Sunday, April 21, 2013
The second difference is the sense of suspicion surrounding Hamlet. The Captain makes a face when Hamlet asks him about the army, as if deciding what exactly he will tell him. Is this a sign that the entire Polish campaign is a lie? Doubtful, as he gives too many details. Or perhaps it's all part of a cover story, since obviously, people (including Claudius) might question why Norway attacks this useless piece of land. And the Captain isn't just an officer, he's an ambassador, trusted to deliver a message to the Danish King. He could be skilled in the art of diplomatic deception. If Hamlet is lied to, it creates a layer of irony. Fortinbras, doubling back to attack Elsinore, is at once on the same mission he is - dethroning/killing Claudius - and mimicking Claudius' own actions - usurping Hamlet's rightful place on the throne. Claudius is the alternative to Hamlet Sr., and Fortinbras the alternative for Hamlet Jr. Rosencrantz & Guildenstern also treat Hamlet with suspicion, taking a long time to go "a little before", as if fearing Hamlet might escape their custody. This possibility is made entirely more possible by the army's proximity. He might easily lose himself in the crowd. But as usual, they get it wrong.
The third major difference in the performance is that tears stream down Hamlet's face during his speech. Kline's Hamlet is a rather weepy one, but why here? The scene is done mostly in tight close-up with a bitter Hamlet, getting louder only later as his anger and determination grow. But is he crying for the men who will lose their lives, for the Ghost of his father still trapped in limbo, or because he's disappointed in himself?
Saturday, April 13, 2013
The conversation between Hamlet and the Captain features some of the rare cuts in this adaptation of the play. The Danish Prince doesn't ask as many questions and doesn't react out loud to the futility of this war. Sending Rosencrantz & Guildenstern ahead, he turns to the camera/audience, as usual, to speak his soliloquy in quiet and intimate terms.

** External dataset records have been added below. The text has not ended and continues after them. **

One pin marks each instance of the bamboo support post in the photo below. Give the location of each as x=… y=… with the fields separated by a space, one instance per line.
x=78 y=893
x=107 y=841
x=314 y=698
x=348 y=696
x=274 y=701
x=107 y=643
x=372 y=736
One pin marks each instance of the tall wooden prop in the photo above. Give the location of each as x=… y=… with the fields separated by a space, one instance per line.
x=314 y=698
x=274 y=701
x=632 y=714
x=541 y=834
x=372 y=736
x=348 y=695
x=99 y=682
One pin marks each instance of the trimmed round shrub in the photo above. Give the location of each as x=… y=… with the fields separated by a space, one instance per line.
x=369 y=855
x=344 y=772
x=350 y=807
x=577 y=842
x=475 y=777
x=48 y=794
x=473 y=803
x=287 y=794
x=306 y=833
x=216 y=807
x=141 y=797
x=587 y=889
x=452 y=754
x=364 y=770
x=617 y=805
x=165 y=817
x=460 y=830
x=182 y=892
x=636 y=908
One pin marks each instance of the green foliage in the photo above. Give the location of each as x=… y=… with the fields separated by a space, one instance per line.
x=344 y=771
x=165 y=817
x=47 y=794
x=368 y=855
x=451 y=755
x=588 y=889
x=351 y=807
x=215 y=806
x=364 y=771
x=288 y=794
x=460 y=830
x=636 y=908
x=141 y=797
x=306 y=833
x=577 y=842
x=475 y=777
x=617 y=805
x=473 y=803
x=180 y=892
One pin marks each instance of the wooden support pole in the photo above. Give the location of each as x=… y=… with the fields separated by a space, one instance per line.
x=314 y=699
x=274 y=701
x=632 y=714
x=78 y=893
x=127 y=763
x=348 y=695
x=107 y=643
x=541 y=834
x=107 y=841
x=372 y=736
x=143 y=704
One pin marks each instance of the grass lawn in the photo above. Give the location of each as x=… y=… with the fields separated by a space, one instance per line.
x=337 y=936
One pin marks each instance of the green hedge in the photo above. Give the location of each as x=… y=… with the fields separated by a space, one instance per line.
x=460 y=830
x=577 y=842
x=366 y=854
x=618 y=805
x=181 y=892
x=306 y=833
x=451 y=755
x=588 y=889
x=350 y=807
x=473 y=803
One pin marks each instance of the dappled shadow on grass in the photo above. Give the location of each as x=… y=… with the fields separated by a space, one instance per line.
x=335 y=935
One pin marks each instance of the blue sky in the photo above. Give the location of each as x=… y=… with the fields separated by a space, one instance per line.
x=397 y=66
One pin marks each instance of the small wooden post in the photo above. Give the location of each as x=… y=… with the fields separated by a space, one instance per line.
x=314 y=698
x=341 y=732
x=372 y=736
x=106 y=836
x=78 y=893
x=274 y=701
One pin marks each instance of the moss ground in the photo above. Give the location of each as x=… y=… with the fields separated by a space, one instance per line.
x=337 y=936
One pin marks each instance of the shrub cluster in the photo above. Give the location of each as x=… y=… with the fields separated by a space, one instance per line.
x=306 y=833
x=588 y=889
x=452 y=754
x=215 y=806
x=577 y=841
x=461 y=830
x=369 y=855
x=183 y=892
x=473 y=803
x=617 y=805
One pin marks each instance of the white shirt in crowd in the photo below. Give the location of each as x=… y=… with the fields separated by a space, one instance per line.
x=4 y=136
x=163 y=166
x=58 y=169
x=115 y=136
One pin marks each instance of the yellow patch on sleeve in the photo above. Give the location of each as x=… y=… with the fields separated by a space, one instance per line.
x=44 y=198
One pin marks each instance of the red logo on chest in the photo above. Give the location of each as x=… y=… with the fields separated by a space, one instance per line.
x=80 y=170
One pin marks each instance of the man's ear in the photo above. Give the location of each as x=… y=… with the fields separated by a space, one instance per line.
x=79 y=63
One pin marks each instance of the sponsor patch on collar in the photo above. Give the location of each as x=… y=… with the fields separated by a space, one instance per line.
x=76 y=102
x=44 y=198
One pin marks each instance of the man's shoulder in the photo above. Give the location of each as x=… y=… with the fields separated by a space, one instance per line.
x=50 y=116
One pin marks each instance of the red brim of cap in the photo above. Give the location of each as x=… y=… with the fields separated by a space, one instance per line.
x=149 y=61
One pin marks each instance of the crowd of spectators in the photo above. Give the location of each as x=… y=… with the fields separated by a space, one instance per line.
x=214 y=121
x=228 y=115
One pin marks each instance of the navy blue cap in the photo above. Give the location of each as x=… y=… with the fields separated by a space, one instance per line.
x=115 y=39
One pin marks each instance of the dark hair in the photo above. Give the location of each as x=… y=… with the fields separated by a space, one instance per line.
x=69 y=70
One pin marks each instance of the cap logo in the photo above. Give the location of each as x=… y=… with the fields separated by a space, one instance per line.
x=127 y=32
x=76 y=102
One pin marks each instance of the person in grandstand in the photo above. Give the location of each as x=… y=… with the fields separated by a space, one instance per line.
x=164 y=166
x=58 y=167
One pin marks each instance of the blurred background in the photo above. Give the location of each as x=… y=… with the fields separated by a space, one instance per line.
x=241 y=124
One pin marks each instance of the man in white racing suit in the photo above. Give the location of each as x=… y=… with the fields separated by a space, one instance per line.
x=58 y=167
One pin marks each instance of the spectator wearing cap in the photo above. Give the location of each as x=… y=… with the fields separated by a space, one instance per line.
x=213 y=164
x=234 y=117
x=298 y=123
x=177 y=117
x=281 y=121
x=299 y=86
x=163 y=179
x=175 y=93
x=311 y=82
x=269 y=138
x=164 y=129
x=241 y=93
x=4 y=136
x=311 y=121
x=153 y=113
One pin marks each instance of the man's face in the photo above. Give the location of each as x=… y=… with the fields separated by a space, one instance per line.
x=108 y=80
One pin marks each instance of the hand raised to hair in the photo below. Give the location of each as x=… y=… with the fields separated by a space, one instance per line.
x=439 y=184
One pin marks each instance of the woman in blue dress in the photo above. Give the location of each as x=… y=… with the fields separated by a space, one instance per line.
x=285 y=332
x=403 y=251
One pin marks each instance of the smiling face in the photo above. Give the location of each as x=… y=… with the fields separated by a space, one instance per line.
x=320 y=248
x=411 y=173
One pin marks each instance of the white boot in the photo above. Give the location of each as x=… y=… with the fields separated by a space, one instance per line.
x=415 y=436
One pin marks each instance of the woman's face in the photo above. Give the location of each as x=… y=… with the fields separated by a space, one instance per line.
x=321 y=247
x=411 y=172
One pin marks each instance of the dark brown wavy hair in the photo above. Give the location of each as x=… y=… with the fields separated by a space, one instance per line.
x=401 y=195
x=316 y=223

The contrast with Branagh's bombastic call to arms is striking. Jacobi's Hamlet is bitter and rueful, at once angry and sad that he hasn't yet been able to take revenge and lay his father's ghost to rest. Where Branagh motivated his army of one, Jacobi explains and reasons, until only one conclusion can be drawn from it. His thoughts are now "bloody" as he looks over to R&G, an implied threat, and one the camera lingers on. We are slow to exit the scene and are meant to understand that these two men, Hamlet's untrustworthy escort, are to become his first victims. And there's a certain sadness in Hamlet that it must be so.
Sunday, April 7, 2013
Hamlet isn't grilling the Captain in this version, rather more puzzled than irate (except with Rosencrantz & Guildenstern, flies buzzing at his ears), and he introspectively realizes that wealth and peace breed war by making men like Fortinbras restless to the point of launching capricious forays into other nations in search of glory. When we compare the two princes, we might see Hamlet as a man so preoccupied that he cannot choose the right course of action, whereas Fortinbras lacks any kind of preoccupation, and so must spring into action, ANY action, to chase the doldrums away.

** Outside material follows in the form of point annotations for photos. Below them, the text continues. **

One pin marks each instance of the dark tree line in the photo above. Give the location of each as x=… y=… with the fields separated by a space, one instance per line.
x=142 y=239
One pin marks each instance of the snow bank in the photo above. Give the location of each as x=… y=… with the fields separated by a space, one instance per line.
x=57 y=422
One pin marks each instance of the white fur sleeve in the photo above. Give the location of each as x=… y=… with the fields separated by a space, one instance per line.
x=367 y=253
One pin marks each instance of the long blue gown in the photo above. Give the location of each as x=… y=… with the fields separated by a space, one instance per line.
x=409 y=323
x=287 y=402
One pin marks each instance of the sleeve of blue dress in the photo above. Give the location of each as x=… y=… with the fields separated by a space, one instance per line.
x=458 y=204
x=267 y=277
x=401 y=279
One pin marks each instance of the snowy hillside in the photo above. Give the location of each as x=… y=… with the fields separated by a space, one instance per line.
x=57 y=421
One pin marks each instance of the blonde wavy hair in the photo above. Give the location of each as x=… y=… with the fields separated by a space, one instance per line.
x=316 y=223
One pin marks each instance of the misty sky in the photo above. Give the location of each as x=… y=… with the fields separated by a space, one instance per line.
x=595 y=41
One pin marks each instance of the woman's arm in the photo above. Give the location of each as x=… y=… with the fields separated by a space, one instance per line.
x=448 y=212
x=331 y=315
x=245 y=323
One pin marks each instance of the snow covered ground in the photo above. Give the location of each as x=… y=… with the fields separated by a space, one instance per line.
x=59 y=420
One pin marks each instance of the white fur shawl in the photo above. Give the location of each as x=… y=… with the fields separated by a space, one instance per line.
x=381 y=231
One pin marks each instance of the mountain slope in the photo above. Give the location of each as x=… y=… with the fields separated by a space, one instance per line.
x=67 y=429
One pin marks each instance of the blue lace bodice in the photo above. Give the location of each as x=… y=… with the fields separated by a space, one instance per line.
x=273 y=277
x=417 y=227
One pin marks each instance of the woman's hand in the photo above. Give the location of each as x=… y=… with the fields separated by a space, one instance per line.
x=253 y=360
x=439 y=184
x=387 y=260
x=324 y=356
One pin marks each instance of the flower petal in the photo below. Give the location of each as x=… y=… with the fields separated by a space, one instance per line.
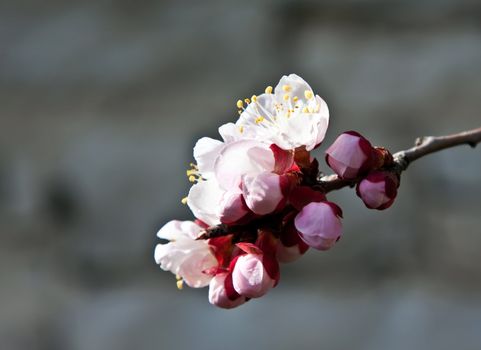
x=206 y=151
x=176 y=229
x=203 y=199
x=262 y=192
x=242 y=157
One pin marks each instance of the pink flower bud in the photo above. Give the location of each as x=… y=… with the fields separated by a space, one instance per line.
x=250 y=276
x=378 y=190
x=220 y=294
x=350 y=155
x=319 y=224
x=290 y=246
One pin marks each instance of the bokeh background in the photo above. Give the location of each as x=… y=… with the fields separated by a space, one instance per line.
x=100 y=105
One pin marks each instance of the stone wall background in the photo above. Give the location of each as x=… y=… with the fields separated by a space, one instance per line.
x=100 y=105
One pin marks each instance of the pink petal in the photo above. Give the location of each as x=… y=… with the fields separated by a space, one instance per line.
x=262 y=193
x=242 y=157
x=319 y=225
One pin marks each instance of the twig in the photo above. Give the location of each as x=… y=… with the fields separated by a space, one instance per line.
x=422 y=147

And of course, the dramatic presentation of the speech makes for a better act break - leading to an intermission/disc change in bloody red letters - than a more intimate moment might otherwise have been. The music is big, the words are large, but the man himself is rendered small in the shot, a single individual defiant before his destiny, affairs of state, and a hostile world, the backdrop against which this drama is played. It is Hamlet in scale with the universe of the play, so to speak, and in being smaller becomes bigger.